A Tale for the Time Being Final Third Analysis
A Tale for the Time Being Final Third Analysis: Sanity, Reality, and Time-Being
In this last part of the novel, Ruth finally finishes the diary and learns (partially) the fate of Nao and her father. Except, Ruth’s “finishing” of the novel happens twice, in a way. I found this double end interesting because of a question lingering at the back of my mind since we first began this story: is any of this real? And, in conjunction: is Ruth going insane? Ruth reads the first ending of Nao’s journal where she “catches up” to now: “Nobody sees me. Maybe I’m invisible. I guess this is it. This is what now feels like” (341). She turns to the next page, but there’s nothing there. Ruth knows that there was more “because on at least two occasions she had checked, riffling through to see if the girl’s handwriting had persisted to the end of the book, and indeed it had” (343). And yet, the words are gone. The reader begins to question the reality of things, especially when she reaches the point of Ruth’s dream where she interacts with Haruki #2. What exactly is real?
Throughout the novel, the author calls attention to Ruth’s faltering memory. Over and over again, she forgets. She worries that she’ll become her mother, slowly losing her mind to Alzheimer’s. This makes me wonder if perhaps Ruth truly is struggling with memory issues. The words slipping off the page and then magically reappearing seem incredibly implausible, even in a world that manipulates and molds quantum mechanics in its exploration of time. What do these disappearing words mean? Is the journal real? How do we know it’s real? Certainly, the other characters have seen its existence, but I wonder if perhaps this story is one of Ruth’s imaginings—if not in whole then in part. I realize that Ruth confirmed the existence of Nao and her father with the emails to the professor, but how can we know that communication is true? This novels questions everything—from how we experience time to our understanding of reality. The question arises: does the internet confirm existence? For Ruth, it acts as a reassurance that the diary’s contents have some foundation in reality. But this dual ending where the words reappear calls into the question Ruth’s mind. I can’t help but think of her mother, who asked questions and didn’t make sense, and the parallels between her decline and Ruth’s current state. Ruth’s third person narrative seems to lend a measure of credibility to her experience, but I can’t help but feel that there’s something just outside of the perspective’s periphery that unlocks the truth. Time, this book emphasizes, is malleable. Ruth and Nao seem connected even though Nao’s present is Ruth’s past. But I wonder if time is malleable, does that mean reality is as well?

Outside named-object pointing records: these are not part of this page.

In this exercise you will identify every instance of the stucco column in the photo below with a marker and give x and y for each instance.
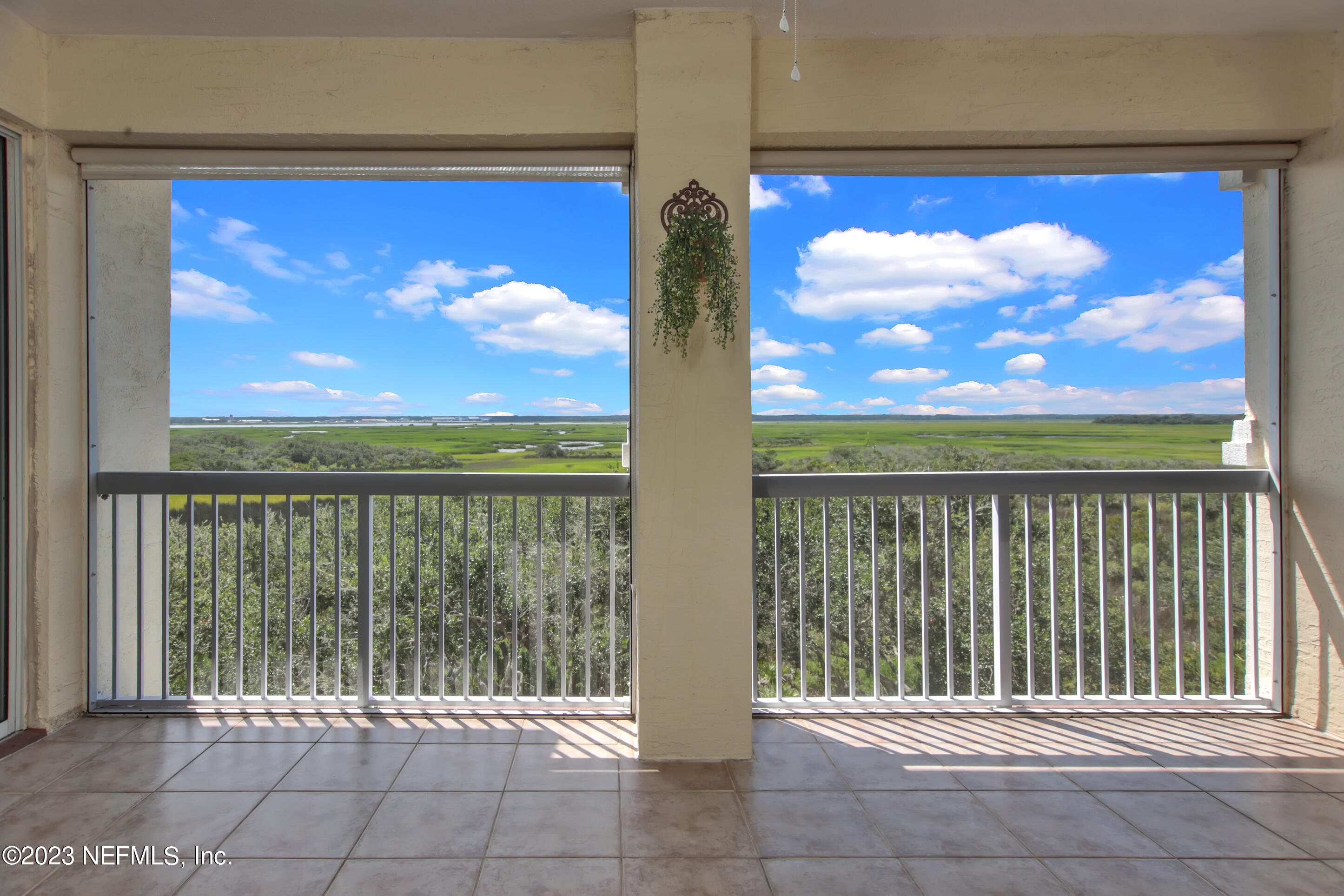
(131, 232)
(693, 416)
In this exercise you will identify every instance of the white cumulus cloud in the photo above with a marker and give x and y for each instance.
(760, 197)
(855, 272)
(233, 234)
(568, 405)
(776, 374)
(531, 318)
(195, 295)
(1017, 338)
(897, 335)
(764, 348)
(1225, 395)
(323, 359)
(910, 375)
(783, 393)
(1030, 363)
(421, 284)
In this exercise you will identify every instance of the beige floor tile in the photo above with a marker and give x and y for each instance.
(55, 820)
(788, 766)
(180, 729)
(684, 824)
(1067, 824)
(1198, 827)
(812, 824)
(115, 880)
(1264, 877)
(1313, 823)
(561, 825)
(129, 766)
(40, 763)
(595, 731)
(440, 825)
(406, 877)
(238, 766)
(276, 729)
(550, 877)
(781, 731)
(695, 877)
(263, 877)
(101, 729)
(839, 877)
(984, 877)
(1221, 768)
(578, 766)
(890, 766)
(940, 824)
(471, 731)
(303, 825)
(376, 730)
(1006, 771)
(347, 768)
(674, 776)
(1129, 877)
(185, 821)
(456, 768)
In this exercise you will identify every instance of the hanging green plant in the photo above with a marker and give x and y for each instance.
(696, 256)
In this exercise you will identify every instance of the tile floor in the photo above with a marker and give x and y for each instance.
(1097, 806)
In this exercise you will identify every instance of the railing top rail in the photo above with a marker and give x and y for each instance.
(374, 484)
(818, 485)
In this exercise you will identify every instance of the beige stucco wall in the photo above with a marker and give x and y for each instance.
(693, 416)
(1041, 92)
(1313, 416)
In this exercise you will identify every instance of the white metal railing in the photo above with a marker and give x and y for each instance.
(361, 589)
(1054, 587)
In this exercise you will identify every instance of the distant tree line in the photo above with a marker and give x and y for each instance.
(224, 451)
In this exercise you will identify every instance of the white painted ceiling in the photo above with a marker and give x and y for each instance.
(612, 18)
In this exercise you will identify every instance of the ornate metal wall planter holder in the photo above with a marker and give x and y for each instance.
(696, 254)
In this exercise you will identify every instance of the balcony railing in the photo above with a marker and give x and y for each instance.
(361, 589)
(1052, 587)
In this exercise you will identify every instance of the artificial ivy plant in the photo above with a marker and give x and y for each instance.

Again, I come back to Ruth’s mother and her fight with Alzheimer’s. For those who struggle with memory issues, time escapes its linear trappings. The past is present, the present is unreachable, and the future is the past. Reality bends for them, just as it does for Ruth. And, with the ending, I think Ruth’s question is relevant and pointed: “Who had conjured whom?” (392). Perhaps quantum entanglement might explain the novel’s happenings, but I think there may be a deeper discussion about the malleability of time and reality within one’s mind and not necessarily in the greater stretches of the universe.